Provide the key path to the JSON key for valid Service Account in order to validate a BigQuery client.


In [ ]:
from google.cloud import bigquery
from google.oauth2 import service_account
import pandas

# TODO(developer): 
# Set key_path to the path to the service account key file.
# key_path = "path/to/service_account.json"


credentials = service_account.Credentials.from_service_account_file(
    key_path,
    scopes=["https://www.googleapis.com/auth/cloud-platform"],
)

client = bigquery.Client(
    credentials=credentials,
    project=credentials.project_id,
)

Cloud SQL

The Cloud SQL proxy connection can be authenticated at the time of connection creation. Please refer this guide to learn more about Cloud SQL authentication.

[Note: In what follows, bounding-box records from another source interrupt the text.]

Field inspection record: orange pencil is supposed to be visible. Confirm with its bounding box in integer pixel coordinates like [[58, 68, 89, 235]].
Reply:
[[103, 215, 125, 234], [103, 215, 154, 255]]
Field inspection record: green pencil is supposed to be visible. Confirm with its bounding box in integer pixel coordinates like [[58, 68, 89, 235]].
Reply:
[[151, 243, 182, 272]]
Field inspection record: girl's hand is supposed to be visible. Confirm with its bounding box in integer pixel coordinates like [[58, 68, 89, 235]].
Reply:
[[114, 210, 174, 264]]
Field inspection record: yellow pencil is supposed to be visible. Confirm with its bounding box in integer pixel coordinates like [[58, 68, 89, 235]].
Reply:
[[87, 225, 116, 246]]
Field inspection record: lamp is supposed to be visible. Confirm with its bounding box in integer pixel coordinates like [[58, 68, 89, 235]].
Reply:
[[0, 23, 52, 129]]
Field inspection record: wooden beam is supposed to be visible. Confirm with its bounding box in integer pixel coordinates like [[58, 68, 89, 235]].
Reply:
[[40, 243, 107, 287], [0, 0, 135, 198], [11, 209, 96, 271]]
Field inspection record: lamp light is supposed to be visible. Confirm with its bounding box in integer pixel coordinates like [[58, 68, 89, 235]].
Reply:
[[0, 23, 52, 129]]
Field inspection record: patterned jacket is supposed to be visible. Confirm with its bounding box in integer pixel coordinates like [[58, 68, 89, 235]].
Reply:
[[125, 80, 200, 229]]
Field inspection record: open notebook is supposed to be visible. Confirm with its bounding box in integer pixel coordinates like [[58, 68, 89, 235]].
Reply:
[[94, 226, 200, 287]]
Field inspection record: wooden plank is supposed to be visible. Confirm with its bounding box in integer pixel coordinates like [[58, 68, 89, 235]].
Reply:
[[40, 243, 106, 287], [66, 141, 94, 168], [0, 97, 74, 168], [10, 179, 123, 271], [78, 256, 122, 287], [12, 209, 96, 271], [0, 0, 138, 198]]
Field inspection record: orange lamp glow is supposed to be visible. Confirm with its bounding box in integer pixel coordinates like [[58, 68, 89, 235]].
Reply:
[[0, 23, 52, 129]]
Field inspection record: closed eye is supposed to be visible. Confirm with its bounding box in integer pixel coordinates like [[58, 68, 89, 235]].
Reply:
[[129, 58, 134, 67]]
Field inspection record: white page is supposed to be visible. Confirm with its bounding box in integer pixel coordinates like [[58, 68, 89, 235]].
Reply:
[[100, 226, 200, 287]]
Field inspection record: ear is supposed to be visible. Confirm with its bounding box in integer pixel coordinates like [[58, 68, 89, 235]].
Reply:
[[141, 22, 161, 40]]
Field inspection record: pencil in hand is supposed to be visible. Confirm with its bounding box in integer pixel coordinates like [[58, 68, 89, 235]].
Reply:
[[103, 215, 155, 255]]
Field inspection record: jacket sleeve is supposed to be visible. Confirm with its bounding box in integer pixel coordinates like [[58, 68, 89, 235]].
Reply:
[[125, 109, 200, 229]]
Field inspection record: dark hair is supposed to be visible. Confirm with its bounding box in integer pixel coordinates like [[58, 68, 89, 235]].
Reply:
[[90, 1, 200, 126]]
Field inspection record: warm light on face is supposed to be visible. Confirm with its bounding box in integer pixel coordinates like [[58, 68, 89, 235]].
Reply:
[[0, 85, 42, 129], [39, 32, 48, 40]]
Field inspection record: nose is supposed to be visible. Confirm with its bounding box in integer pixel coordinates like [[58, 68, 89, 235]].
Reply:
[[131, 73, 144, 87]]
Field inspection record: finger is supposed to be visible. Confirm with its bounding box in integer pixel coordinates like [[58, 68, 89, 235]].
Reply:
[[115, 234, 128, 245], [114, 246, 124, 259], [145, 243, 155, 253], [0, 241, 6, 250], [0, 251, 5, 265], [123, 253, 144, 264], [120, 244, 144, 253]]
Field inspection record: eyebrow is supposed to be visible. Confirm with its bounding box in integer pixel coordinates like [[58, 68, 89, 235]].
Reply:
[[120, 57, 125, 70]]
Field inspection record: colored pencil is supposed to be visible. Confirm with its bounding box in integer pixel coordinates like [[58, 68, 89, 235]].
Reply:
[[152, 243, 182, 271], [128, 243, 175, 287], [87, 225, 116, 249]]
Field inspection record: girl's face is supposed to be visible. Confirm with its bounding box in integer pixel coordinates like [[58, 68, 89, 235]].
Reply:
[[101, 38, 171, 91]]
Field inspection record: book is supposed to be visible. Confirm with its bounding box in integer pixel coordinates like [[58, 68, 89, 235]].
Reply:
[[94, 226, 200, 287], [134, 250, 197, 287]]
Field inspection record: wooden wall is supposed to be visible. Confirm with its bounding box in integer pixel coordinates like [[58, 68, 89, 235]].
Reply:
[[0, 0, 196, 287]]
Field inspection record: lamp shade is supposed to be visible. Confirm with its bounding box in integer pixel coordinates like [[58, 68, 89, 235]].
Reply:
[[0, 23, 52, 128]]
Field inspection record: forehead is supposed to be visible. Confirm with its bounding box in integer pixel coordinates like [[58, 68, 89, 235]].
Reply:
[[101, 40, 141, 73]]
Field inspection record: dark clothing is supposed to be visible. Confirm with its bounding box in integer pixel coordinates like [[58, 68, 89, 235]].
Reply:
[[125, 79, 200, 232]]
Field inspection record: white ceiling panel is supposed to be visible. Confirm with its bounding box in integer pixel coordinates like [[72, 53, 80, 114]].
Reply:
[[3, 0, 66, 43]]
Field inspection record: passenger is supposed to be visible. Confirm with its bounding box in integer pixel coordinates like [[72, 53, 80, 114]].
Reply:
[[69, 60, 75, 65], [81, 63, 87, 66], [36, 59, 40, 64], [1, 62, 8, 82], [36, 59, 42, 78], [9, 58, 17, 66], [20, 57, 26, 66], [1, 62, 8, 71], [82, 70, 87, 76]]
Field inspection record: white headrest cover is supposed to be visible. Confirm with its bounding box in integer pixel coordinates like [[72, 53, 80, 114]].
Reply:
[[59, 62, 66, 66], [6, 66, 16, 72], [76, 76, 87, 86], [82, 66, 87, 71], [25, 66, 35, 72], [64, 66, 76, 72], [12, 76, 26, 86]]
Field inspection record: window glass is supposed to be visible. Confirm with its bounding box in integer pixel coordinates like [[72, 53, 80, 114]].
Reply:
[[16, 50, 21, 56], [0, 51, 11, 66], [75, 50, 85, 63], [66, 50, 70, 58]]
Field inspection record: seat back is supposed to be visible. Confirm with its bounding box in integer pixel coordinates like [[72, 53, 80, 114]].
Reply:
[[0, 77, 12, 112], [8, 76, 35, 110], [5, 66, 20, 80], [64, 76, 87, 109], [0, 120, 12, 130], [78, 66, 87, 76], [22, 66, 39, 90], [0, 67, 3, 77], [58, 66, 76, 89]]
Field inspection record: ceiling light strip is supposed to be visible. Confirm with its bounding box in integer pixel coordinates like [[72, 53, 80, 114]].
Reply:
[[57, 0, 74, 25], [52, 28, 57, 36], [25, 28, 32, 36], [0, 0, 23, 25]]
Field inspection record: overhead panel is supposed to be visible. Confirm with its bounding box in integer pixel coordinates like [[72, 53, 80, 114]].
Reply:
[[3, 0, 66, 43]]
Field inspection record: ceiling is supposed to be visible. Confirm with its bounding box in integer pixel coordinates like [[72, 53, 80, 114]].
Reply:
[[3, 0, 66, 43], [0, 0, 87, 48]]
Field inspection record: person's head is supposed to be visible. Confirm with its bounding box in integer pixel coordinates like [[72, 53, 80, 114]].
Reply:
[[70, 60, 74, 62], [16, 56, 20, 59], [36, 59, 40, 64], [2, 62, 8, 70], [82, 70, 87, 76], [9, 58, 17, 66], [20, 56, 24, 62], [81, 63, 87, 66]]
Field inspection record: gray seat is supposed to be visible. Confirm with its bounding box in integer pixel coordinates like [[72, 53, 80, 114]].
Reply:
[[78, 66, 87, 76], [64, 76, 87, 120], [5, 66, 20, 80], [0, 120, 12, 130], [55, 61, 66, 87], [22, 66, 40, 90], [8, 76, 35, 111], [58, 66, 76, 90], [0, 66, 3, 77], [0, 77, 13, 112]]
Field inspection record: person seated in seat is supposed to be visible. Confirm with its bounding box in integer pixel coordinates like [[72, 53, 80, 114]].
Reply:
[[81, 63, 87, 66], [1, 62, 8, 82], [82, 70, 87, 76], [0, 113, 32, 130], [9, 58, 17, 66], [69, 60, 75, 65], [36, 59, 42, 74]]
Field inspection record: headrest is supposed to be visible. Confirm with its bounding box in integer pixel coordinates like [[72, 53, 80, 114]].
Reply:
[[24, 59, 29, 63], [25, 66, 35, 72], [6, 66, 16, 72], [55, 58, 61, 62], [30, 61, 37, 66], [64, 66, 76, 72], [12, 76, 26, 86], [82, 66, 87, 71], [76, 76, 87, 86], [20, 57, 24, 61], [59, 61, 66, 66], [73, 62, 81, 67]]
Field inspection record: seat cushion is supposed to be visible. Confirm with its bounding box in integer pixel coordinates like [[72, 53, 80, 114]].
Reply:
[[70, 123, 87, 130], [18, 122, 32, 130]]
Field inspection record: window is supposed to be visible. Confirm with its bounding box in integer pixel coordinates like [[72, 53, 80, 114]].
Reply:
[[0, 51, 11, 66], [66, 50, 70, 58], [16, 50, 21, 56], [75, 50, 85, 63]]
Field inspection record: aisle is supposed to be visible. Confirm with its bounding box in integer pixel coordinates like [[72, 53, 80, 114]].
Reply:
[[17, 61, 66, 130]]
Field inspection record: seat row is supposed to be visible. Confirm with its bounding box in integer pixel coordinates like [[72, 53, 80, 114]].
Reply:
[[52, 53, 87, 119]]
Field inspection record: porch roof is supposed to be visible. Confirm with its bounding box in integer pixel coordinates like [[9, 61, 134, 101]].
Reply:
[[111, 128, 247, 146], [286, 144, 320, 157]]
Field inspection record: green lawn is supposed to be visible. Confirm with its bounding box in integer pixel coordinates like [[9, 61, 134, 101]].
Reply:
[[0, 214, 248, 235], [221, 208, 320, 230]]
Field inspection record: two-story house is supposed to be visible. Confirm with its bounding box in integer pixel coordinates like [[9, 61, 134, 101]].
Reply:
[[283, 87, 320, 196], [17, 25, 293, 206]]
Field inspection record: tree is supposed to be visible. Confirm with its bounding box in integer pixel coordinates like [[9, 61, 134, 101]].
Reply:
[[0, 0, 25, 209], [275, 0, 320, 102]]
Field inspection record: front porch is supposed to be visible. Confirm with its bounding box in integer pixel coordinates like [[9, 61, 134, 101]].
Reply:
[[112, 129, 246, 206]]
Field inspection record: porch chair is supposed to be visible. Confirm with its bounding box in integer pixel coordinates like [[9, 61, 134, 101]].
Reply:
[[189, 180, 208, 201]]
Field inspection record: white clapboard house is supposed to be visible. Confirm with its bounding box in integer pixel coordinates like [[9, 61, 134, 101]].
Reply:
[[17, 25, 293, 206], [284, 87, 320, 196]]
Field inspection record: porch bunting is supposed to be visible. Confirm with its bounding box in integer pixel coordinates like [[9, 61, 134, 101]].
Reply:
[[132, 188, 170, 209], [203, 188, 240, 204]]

Download the Cloud SQL proxy


In [ ]:
!wget https://dl.google.com/cloudsql/cloud_sql_proxy.linux.amd64 -O cloud_sql_proxy
!chmod +x cloud_sql_proxy

Run below command from the terminal to start SQLproxy


In [ ]:
# TODO(developer): 
# Set PATH_TO_KEY_FILE to the path to the service account key file.
# Example: PATH_TO_KEY_FILE = "path/to/service_account.json"

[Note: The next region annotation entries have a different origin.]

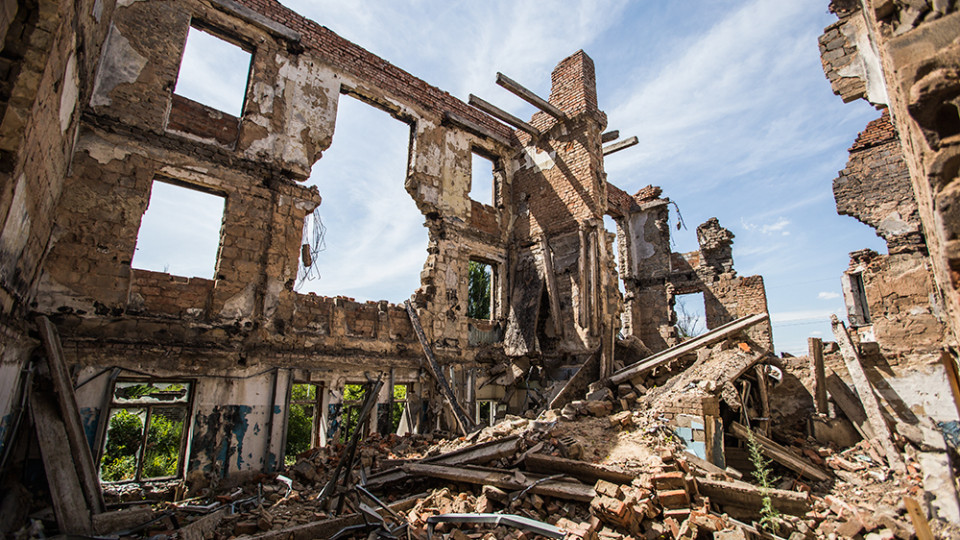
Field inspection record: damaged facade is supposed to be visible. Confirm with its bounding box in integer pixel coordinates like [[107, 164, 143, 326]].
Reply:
[[0, 0, 772, 516]]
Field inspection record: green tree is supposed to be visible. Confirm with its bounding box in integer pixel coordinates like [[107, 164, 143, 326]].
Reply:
[[467, 261, 492, 319]]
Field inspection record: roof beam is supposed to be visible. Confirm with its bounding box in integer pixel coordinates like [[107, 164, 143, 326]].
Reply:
[[467, 94, 541, 138], [497, 72, 567, 120]]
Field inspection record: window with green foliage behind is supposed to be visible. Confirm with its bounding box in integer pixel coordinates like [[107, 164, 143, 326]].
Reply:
[[467, 261, 493, 319], [100, 381, 190, 482]]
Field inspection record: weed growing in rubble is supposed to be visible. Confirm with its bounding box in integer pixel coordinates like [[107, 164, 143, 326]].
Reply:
[[747, 428, 780, 533]]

!./cloud_sql_proxy -instances=<INSTANCE_NAME>=tcp:3306 -credential_file=<PATH_TO_KEY_FILE> &

In [ ]:
import pymysql

# TODO(developer): 
# Change USERNAME and PASSWORD to the user and password created on Cloud SQL instance
# Set DB to the name of the database to be connected to

connection = pymysql.connect(host='127.0.0.1',
                             user='USERNAME',
                             password='PASSWORD',
                             db='DB')
mycursor = connection.cursor()

Creating Pandas Dataframes

BigQuery

Use the Client.query method to run the query, and the QueryJob.to_dataframe method to return the results as a pandas DataFrame.


In [ ]:
from google.cloud import bigquery
import pandas
client = bigquery.Client(location="US")
print("Client creating using default project: {}".format(client.project))
query = """
    SELECT name, SUM(number) as total
    FROM `bigquery-public-data.usa_names.usa_1910_current`
    GROUP BY name
    ORDER BY total DESC
    LIMIT 10
"""
query_job = client.query(
    query,
    # Location must match that of the dataset(s) referenced in the query.
    location="US",
)  # API request - starts the query

df = query_job.to_dataframe()
df

Google Cloud Storage

Panda's read_csv method supports reading dataframes directly from GCS file URL.


In [ ]:
import pandas as pd
df = pd.read_csv('gs://BUCKET/your_file.csv')

Cloud SQL

Panda's read_sql method can be used to read a table from Cloud SQL database and use it as a Dataframe.


In [ ]:
import pymysql

# TODO(developer): 
# Change USERNAME and PASSWORD to the user and password created on Cloud SQL instance
# Set DB to the name of the database to be connected to

connection = pymysql.connect(host='127.0.0.1',
                             user='USERNAME',
                             password='PASSWORD',
                             db='DB')
query = "SELECT * FROM orders WHERE date_time BETWEEN ? AND ?"
df = pd.read_sql(query, connection,  params=(start_date, end_date))